The Polytope Formalism for Constitutional Isomerism and Isomerization

The principles of the Polytope Formalism as developed for stereoisomerism can also be applied to constitutional isomerism reflecting a deep connection between the two and thereby opening the way for describing all isomerism including nuclearspin isomerism. Further, the conceptual framework and methodology can accommodate other discrete molecular-state aspects not typically considered “isomerism”, such as rovibrational and electronic states. The formalism thus provides a universal framework for the abstract description of chemical entities, their naming, and digital representation. Of greater importance, by accommodating a multidimensional implementation of transition-state theory, the results of the formalism meaningfully describe the landscape of the associated chemical space. This provides a powerful and essential tool for its exploration.

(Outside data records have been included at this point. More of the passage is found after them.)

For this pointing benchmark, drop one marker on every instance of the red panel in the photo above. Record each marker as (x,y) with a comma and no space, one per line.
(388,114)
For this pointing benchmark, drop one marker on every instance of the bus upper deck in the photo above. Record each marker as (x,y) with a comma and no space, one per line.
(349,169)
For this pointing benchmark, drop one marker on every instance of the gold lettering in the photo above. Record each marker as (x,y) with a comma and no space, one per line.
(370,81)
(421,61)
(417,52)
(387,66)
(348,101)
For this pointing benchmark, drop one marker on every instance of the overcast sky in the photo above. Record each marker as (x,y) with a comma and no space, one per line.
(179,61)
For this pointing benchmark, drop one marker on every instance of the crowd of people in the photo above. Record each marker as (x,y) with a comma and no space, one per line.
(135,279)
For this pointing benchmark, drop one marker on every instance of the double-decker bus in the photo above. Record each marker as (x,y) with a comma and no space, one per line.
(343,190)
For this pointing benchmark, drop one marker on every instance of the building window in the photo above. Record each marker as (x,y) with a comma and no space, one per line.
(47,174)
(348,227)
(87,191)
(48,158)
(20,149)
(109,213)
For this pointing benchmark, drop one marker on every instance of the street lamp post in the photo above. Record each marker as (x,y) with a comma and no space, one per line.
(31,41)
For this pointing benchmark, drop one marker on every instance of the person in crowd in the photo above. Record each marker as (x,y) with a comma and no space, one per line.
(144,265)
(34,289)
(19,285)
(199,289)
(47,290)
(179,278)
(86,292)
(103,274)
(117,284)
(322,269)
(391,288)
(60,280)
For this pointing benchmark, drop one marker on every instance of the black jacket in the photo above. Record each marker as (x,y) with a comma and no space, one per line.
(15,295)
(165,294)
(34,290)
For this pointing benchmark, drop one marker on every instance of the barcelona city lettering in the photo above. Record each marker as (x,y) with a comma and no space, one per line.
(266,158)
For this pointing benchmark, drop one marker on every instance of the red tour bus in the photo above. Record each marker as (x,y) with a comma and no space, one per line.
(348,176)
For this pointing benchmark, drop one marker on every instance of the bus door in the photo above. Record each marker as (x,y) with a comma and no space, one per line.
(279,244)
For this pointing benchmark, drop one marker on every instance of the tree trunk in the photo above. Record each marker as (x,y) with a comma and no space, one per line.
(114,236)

Novel features of the Polytope Formalism of constitutional isomerism are that it is based upon atom connectivity and the explicit inclusion of subvalent and hypervalent species. The resulting comprehensive sets of possible species include isomers and their related interconversion intermediates (transition states, higher-order saddle points, etc.) providing a powerful tool for elucidating isomerisation mechanisms. The networks of species and interconversion pathways map onto the corresponding potential-energy surfaces and thus represent an “encoding” of these surfaces. Implementation of the formalism is demonstrated through worked examples of H-tautomerism, illuminating applications more broadly.